When I see foo() and __foo() in a header, my first assumption is that
__foo() is a version of foo() that assumes the necesssary locks are
already held. If I see it within a C file, my second assumption will be
that it's an internal helper. Here __find_get_page is not returning just
a page. It's returning a page or a shadow entry if they exist and that may
cause some confusion. Consider renaming __find_get_page to find_get_entry()
to give a hint to the reader they should be looking out for either pages
or shadow entries. It still makes sense for find_lock_entry -- if it's a
page, then it'll return locked etc

>  unsigned find_get_pages(struct address_space *mapping, pgoff_t start,
>  			unsigned int nr_pages, struct page **pages);
>  unsigned find_get_pages_contig(struct address_space *mapping, pgoff_t start,
> diff --git a/include/linux/pagevec.h b/include/linux/pagevec.h
> index e4dbfab37729..3c6b8b1e945b 100644
> --- a/include/linux/pagevec.h
> +++ b/include/linux/pagevec.h
> @@ -22,6 +22,9 @@ struct pagevec {
>  
>  void __pagevec_release(struct pagevec *pvec);
>  void __pagevec_lru_add(struct pagevec *pvec);
> +unsigned __pagevec_lookup(struct pagevec *pvec, struct address_space *mapping,
> +			  pgoff_t start, unsigned nr_pages, pgoff_t *indices);
> +void pagevec_remove_exceptionals(struct pagevec *pvec);
>  unsigned pagevec_lookup(struct pagevec *pvec, struct address_space *mapping,
>  		pgoff_t start, unsigned nr_pages);
>  unsigned pagevec_lookup_tag(struct pagevec *pvec,
> diff --git a/include/linux/shmem_fs.h b/include/linux/shmem_fs.h
> index 30aa0dc60d75..deb49609cd36 100644
> --- a/include/linux/shmem_fs.h
> +++ b/include/linux/shmem_fs.h
> @@ -49,6 +49,7 @@ extern struct file *shmem_file_setup(const char *name,
>  					loff_t size, unsigned long flags);
>  extern int shmem_zero_setup(struct vm_area_struct *);
>  extern int shmem_lock(struct file *file, int lock, struct user_struct *user);
> +extern bool shmem_mapping(struct address_space *mapping);
>  extern void shmem_unlock_mapping(struct address_space *mapping);
>  extern struct page *shmem_read_mapping_page_gfp(struct address_space *mapping,
>  					pgoff_t index, gfp_t gfp_mask);
> diff --git a/mm/filemap.c b/mm/filemap.c
> index 0746b7a4658f..23eb3be27205 100644
> --- a/mm/filemap.c
> +++ b/mm/filemap.c
> @@ -446,6 +446,29 @@ int replace_page_cache_page(struct page *old, struct page *new, gfp_t gfp_mask)
>  }
>  EXPORT_SYMBOL_GPL(replace_page_cache_page);
>  
> +static int page_cache_tree_insert(struct address_space *mapping,
> +				  struct page *page)
> +{

Nothing here on the locking rules for the function although the existing
docs here are poor.
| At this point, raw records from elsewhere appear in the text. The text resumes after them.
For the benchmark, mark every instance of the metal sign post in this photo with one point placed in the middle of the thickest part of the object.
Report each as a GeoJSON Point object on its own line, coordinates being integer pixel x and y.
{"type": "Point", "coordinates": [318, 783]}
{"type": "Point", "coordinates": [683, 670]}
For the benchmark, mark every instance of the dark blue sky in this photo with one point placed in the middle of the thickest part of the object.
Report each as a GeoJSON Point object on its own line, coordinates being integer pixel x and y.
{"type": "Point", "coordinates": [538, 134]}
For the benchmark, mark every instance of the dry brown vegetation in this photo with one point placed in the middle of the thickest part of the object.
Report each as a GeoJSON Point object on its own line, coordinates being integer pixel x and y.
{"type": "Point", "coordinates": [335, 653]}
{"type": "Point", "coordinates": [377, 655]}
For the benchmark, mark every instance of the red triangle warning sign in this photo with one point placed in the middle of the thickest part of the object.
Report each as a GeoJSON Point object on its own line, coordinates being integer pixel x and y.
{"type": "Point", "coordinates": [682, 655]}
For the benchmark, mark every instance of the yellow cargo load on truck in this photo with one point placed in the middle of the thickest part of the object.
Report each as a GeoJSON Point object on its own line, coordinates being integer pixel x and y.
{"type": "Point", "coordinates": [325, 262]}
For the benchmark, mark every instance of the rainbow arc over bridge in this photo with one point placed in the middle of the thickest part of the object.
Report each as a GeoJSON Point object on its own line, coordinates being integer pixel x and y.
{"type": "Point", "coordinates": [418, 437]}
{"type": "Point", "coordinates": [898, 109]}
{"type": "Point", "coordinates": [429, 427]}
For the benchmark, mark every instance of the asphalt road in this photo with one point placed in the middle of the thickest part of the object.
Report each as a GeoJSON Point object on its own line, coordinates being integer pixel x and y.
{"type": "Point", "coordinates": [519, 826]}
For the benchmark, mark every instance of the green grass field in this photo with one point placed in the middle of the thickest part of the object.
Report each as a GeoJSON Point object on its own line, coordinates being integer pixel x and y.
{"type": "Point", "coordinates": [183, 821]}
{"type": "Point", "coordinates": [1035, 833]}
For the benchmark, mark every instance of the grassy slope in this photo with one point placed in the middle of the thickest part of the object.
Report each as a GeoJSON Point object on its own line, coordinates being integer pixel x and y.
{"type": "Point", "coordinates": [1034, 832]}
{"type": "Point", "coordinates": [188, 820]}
Everyone knows you need the mapping lock and page lock
here, right?

> +	void **slot;
> +	int error;
> +
> +	slot = radix_tree_lookup_slot(&mapping->page_tree, page->index);
> +	if (slot) {
> +		void *p;
> +
> +		p = radix_tree_deref_slot_protected(slot, &mapping->tree_lock);
> +		if (!radix_tree_exceptional_entry(p))
> +			return -EEXIST;
> +		radix_tree_replace_slot(slot, page);
> +		mapping->nrpages++;
> +		return 0;
> +	}
> +	error = radix_tree_insert(&mapping->page_tree, page->index, page);
> +	if (!error)
> +		mapping->nrpages++;
> +	return error;
> +}
> +
>  /**
>   * add_to_page_cache_locked - add a locked page to the pagecache
>   * @page:	page to add
> @@ -480,11 +503,10 @@ int add_to_page_cache_locked(struct page *page, struct address_space *mapping,
>  	page->index = offset;
>  
>  	spin_lock_irq(&mapping->tree_lock);
> -	error = radix_tree_insert(&mapping->page_tree, offset, page);
> +	error = page_cache_tree_insert(mapping, page);
>  	radix_tree_preload_end();
>  	if (unlikely(error))
>  		goto err_insert;
> -	mapping->nrpages++;
>  	__inc_zone_page_state(page, NR_FILE_PAGES);
>  	spin_unlock_irq(&mapping->tree_lock);
>  	trace_mm_filemap_add_to_page_cache(page);
> @@ -712,7 +734,10 @@ pgoff_t page_cache_next_hole(struct address_space *mapping,
>  	unsigned long i;
>  
>  	for (i = 0; i < max_scan; i++) {
> -		if (!radix_tree_lookup(&mapping->page_tree, index))
> +		struct page *page;
> +
> +		page = radix_tree_lookup(&mapping->page_tree, index);
> +		if (!page || radix_tree_exceptional_entry(page))
>  			break;
>  		index++;
>  		if (index == 0)
> @@ -750,7 +775,10 @@ pgoff_t page_cache_prev_hole(struct address_space *mapping,
>  	unsigned long i;
>  
>  	for (i = 0; i < max_scan; i++) {
> -		if (!radix_tree_lookup(&mapping->page_tree, index))
> +		struct page *page;
> +
> +		page = radix_tree_lookup(&mapping->page_tree, index);
> +		if (!page || radix_tree_exceptional_entry(page))
>  			break;
>  		index--;
>  		if (index == ULONG_MAX)
> @@ -762,14 +790,19 @@ pgoff_t page_cache_prev_hole(struct address_space *mapping,
>  EXPORT_SYMBOL(page_cache_prev_hole);
>  
>  /**
> - * find_get_page - find and get a page reference
> + * __find_get_page - find and get a page reference

This comment will be out of date when it could be returning shadow
entries

>   * @mapping: the address_space to search
>   * @offset: the page index
>   *
> - * Is there a pagecache struct page at the given (mapping, offset) tuple?
> - * If yes, increment its refcount and return it; if no, return NULL.
> + * Looks up the page cache slot at @mapping & @offset.  If there is a
> + * page cache page, it is returned with an increased refcount.
> + *
> + * If the slot holds a shadow entry of a previously evicted page, it
> + * is returned.
> + *

That's not true yet but who cares. Anyone doing a git blame of the history
will need to search around the area anyway.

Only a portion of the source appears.